Una tarde en Bilbao, después de mucho caminar y llenarme de
ganas, decidí intentar dibujar al costado del Nervión “que es un río”. Dejé la
campera a un lado o detrás, saqué los bártulos y me dispuse a comenzar pensando
en la bonita vuelta que después daría por el llamativo museo Guggenheim. Al cabo de unas horas hete aquí abajo el croquis
resultado, del cual, al momento de terminar, me sentí muy realizado.
Posteriormente empaqué
todo y me dirigí al museo, ese que desde ahí me dejaba divisar su torre. Caminé
distendido, crucé un Calatrava de turno muy tranquilo mirando hacia los dos
lados, arriba y abajo. Vi un puestito de helados y no dudé; sentado tomé ese
helado de sabor limitado. Todavía había tiempo. Al ritmo del obturador, entre
los recovecos dirigiéndome hacia la gran entrada. Uno de los carteles decía
Anish Kapoor exposition. Entro en el impresionante hall, después de un impresionante
portal y voy hacia la taquilla. Compro mi ticket, con una graaan sonrisa,
después de convencer a la muchacha de mi realidad como estudiante, para pagar
menos y recibir un simpático aparato con audios descriptivos de las obras que
encontraría en exposición. Solo quedaba pasar por el detector de metales y
entregar la mochila en el lugar indicado. Ahí, en el indicado, me atiende una
chica, señora o muchacho que toma mis cosas para guardarlas en un locker. Le
entrego la mochila y siento que no es solo la mochila lo que debería entregarle,
sino algo más. No sabía bien que era ese algo más, porque al momento no había
nada más, solo yo y mi mochilita con los cuadernos, agua, cartuchera y demás
yerbas. Es en ese instante, ahí, que todo mi cuerpo se afloja al momento de
recapitular y recordar el objeto faltante en mi inventario. Una flojera que
nace directamente desde los intestinos, más del grueso que del delgado, y me
hace casi cagar encima de uno de los pocos pantalones que me vestían.
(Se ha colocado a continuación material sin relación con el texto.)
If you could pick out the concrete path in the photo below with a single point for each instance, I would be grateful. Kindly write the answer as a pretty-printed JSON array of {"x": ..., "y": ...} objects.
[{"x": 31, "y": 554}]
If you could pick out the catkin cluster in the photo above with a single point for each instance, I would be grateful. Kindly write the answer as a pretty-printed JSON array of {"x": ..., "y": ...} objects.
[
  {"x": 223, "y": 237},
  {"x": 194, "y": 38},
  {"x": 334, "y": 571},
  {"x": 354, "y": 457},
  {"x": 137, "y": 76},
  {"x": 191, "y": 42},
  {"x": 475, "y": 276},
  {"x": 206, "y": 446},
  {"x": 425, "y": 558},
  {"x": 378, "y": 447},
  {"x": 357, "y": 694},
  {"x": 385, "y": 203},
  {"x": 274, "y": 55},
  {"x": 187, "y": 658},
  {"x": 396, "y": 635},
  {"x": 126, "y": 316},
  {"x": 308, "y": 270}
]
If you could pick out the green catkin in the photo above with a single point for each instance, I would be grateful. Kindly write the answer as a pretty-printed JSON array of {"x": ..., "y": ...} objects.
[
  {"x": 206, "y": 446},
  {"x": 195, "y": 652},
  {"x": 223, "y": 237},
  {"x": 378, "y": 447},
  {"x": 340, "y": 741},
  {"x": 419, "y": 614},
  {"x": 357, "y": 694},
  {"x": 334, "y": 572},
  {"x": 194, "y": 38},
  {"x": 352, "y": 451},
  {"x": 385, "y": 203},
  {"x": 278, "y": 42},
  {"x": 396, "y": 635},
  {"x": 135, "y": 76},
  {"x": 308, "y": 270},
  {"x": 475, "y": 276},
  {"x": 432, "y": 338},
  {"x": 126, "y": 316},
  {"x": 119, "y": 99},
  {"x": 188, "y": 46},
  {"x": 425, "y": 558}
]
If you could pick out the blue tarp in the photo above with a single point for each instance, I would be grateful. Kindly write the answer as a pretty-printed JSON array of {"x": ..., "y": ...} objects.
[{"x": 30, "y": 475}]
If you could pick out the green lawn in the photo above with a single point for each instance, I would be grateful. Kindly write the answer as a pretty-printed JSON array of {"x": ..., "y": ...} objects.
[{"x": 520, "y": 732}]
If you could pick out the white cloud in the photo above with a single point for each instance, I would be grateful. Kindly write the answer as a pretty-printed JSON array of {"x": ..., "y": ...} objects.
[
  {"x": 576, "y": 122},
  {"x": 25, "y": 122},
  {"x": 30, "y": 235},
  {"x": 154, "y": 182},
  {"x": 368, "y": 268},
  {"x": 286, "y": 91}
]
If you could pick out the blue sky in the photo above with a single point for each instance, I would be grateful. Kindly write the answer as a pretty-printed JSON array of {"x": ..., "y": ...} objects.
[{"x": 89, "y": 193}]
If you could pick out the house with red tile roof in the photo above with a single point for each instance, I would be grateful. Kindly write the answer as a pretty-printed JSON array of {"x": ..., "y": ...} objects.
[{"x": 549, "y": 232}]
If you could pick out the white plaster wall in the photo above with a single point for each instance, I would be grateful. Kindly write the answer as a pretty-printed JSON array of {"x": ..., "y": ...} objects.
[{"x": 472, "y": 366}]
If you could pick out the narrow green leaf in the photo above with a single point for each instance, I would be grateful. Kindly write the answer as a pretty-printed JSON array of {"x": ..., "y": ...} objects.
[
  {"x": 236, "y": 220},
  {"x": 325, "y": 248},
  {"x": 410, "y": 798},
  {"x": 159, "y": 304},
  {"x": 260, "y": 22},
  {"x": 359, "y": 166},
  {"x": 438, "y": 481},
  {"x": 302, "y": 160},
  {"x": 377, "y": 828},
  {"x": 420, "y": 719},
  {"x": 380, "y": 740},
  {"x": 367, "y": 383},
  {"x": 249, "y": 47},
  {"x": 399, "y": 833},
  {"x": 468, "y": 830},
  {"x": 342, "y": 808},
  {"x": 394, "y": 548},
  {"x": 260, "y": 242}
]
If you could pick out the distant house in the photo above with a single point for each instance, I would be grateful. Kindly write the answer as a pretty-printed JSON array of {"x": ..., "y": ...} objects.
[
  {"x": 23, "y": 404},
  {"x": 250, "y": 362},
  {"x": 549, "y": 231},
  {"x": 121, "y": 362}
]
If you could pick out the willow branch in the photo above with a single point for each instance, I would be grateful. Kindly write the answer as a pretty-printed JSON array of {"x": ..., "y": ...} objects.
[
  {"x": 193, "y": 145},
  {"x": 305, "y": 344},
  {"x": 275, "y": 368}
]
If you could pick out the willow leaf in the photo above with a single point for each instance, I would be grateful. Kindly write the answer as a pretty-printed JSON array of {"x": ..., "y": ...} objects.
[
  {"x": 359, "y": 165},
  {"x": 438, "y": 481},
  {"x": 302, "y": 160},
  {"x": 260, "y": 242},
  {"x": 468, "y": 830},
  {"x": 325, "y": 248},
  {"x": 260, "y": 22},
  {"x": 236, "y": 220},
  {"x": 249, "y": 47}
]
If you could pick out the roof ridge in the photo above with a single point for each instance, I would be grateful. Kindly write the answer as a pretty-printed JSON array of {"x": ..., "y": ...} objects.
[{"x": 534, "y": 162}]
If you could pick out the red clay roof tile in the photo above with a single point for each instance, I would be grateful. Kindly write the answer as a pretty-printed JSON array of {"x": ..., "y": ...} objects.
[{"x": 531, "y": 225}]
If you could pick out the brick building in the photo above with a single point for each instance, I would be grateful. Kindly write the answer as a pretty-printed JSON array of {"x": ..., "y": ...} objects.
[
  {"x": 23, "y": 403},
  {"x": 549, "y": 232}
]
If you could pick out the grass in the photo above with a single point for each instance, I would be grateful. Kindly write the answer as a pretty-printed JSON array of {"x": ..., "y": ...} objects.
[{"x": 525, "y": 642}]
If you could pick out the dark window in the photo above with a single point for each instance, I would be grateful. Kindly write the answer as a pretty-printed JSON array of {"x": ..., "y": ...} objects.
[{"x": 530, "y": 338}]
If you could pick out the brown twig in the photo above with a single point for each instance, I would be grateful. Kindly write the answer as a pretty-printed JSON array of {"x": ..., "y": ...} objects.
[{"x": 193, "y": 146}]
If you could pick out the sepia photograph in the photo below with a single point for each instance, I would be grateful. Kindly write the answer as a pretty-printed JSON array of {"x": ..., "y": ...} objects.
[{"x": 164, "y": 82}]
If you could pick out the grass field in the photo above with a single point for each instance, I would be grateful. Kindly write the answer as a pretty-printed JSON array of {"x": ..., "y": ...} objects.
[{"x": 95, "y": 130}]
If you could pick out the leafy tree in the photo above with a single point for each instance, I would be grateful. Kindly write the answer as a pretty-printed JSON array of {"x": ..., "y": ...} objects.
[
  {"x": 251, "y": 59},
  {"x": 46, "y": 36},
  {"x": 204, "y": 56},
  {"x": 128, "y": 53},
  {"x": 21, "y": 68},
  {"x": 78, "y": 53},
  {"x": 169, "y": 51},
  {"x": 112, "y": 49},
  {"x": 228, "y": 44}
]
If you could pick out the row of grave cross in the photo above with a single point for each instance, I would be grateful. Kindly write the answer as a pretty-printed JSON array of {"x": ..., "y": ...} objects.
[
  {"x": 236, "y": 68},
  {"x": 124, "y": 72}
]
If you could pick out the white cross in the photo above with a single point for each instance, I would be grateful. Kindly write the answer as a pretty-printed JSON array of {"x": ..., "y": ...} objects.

Esa
sensación, que hizo inflar y desinflar todos mis poros al compas de “La Campera”. Una campera viejita, que hacía tiempo tenía,
que quería mucho y que me costaba superar el hecho de perderla. Bueno, quizás
la campera no era tan importante. Lamentablemente no era la campera el motivo
principal de esa sensación de flojera-cagazo-desesperanza, sino todos mis
documentos (DNI, PASAPORTE, VOLETOS DE AVION, CARNET DE CONDUCIR,ETC), que se
encontraban muy prolijamente en una cartera junto con toda la guita “en
efectivo” que me quedaba para todo ese viaje.
Sin explicar nada a la chica, señora o muchacho de las
mochilas corrí… corrí en dirección a la salida, manoteando la mochila de un
susto. Al llegar a la salida siento en mi un pitido ensordecedor, esta vez no
producto del miedo sino del aparato descriptor que me habían dado antes, una alarma
anti robo. Me saco el coso, instigado por las miradas acusadoras, y lo dejo el
piso del lado de adentro de la puerta al son del “Perdón” con un movimiento
panorámico, identificando las caras de los empleados que no entendían mucho que
pasaba. Corrí, corrí, corrí… Recovecos, torre, puesto de helados, Calatrava,
todo pasó no tan rápido, estaba lejos la escalerita que bajaba al río. Corrí,
corrí, sin esperanzas, pensando en soluciones. Me fui acercando y cuando tuve
la posibilidad de divisar la escalera no estaba seguro si veía la campera. Corrí, corrí sin aliento, pensando
en lo imposible de mi futuro si se cumplía la catástrofe de perderlo todo. Corrí,
corrí hasta no poder más, y a 100 metros del lugar, me acerco a la baranda del
río, para mirar la escalera-lerita donde había estado. Y veo una cosa verde,
“La Campera”. Corrí, corrí casi sin respirar, todavía cabía la posibilidad de
que solo sea la campera lo que quedó. Llego al corte da la baranda para bajar,
tomo la campera en mis manos, siento su peso sin sacar conclusiones, miro hacia
todos lados y grito con una furia descontrolada “ZAFEEEEEEEEEEEEE”.